I sit and look back on our visit the year before you died. Did you know then? Had the deception already started?
I knew our time was limited but I thought we had years not months. Had I known we had months I would have done things so differently.
I'm sure you had your reasons. Maybe you even tried. I guess you just couldn't bear to break my heart.
Well, it's broken now anyway. Shattered. I will never be the same. My laughter never as rich.
The sunlight never as bright.
I love, but now with the fear of loss ever present. You gone. Lisa gone. So many others gone. My family, friends, pets all dwindled off to nothing. Gone.
How can you love freely when you fear that which you love the most will be torn from you at any time?

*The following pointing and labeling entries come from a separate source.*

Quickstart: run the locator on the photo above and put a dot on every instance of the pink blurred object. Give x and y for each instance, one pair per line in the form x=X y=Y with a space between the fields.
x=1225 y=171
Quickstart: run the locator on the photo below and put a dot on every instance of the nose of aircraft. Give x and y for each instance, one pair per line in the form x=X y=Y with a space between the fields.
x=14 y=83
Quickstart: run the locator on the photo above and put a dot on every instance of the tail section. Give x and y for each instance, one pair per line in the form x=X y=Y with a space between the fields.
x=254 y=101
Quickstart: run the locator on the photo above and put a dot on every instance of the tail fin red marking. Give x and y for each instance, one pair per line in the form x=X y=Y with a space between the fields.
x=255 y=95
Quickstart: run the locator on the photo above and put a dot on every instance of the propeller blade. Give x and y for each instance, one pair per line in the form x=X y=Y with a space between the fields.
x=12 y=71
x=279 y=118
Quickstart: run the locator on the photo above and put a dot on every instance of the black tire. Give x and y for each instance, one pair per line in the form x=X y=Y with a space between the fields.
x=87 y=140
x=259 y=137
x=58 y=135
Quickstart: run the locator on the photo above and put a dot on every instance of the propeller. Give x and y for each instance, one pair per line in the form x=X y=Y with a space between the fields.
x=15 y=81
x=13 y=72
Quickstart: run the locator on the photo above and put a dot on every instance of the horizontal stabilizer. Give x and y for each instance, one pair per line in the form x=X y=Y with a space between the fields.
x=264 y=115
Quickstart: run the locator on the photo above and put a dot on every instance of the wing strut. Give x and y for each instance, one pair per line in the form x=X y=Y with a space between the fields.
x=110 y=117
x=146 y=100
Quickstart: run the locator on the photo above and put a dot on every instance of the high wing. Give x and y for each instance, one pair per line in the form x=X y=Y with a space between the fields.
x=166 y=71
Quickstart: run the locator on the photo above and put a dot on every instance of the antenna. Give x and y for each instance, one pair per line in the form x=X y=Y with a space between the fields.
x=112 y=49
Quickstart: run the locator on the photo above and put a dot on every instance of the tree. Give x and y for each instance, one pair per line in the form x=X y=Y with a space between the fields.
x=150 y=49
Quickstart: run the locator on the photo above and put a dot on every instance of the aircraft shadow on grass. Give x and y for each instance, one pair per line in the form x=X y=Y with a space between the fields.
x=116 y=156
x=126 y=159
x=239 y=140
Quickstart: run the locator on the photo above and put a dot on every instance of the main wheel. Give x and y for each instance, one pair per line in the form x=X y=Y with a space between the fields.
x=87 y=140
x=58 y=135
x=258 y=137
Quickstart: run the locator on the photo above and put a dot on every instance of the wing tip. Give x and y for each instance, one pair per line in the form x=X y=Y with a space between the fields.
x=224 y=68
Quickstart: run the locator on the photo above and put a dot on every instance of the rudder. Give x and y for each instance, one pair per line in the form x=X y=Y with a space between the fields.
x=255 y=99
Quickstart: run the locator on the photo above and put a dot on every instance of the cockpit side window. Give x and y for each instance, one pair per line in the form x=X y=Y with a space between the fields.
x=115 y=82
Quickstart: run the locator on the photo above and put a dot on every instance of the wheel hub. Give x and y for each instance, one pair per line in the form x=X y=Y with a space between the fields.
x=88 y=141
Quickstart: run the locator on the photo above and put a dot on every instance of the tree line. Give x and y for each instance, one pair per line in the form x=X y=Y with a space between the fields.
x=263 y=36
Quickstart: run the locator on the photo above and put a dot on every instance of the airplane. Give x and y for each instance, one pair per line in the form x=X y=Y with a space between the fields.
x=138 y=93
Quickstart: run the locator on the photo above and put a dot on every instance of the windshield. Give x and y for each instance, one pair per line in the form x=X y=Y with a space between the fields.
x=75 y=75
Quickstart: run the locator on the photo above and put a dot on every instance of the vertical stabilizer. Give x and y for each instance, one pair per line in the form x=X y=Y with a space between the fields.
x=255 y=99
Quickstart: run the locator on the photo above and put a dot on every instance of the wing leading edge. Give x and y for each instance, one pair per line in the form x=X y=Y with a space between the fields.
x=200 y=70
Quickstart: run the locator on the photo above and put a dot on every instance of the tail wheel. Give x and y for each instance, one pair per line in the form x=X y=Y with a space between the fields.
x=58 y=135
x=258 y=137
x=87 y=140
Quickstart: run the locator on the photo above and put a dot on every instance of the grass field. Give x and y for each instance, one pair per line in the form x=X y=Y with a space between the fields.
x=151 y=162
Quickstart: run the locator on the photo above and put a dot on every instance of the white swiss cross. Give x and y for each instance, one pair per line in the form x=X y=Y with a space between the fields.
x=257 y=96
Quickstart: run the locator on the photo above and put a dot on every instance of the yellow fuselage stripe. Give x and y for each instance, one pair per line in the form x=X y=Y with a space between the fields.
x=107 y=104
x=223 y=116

How do you open yourself up to love when you fear the pain of loss so much that you joke and pretend you don't need anyone but you are really terrified of being alone?
How do you stop the past from replaying over and over in your head? Wishing somehow you could change the outcome, knowing logically, you can't?
My soul dying over and over again. The crushing weight in my chest. The breathlessness. The tears. Over and over I lose you. Again and again. It never stops. Some days it's just not as painful.
You are with me every day. Always present in my thoughts. Rare is the moment that goes by when I don't think of you. I wonder if you can see me. If you can hear me.
I pray that you have forgiven me for not being there for you. I rant at you. Angry that you did not talk to me. That you relied on Papa Geno to tell me. Not my real Dad.
I mean. I know you didn't like to make phone calls but don't you think this one was worth making?
It would have been nice to hear the news from my real Dad. Then I might have believed it. But as much as I loved Gene, he was still an outsider. He wasn't you and he wasn't Dad. You should have known I was only going to believe family. Even Missy. You never told Missy.
Damn Mom. Was I supposed to take the word of a blood stranger? Sure I knew him but he wasn't blood. He wanted to put you in a nursing home. He said you wanted to go. I asked you. You said yes. I told you I could take care of you. You just smiled. What did that mean?
Eventually, Gene took care of you. I guess you didn't want to burden me. As if you could ever be a burden. I look back and I thought we had more time or I would have stayed.
Hindsight is always 20/20. I missed the cues that were being given. I did notice you were sleeping more. I should have gone home when Missy did. I wish I had. I miss you Mom. So very much. Sometimes it hurts so bad my chest aches. My stomach aches. My throat closes and I can't breathe.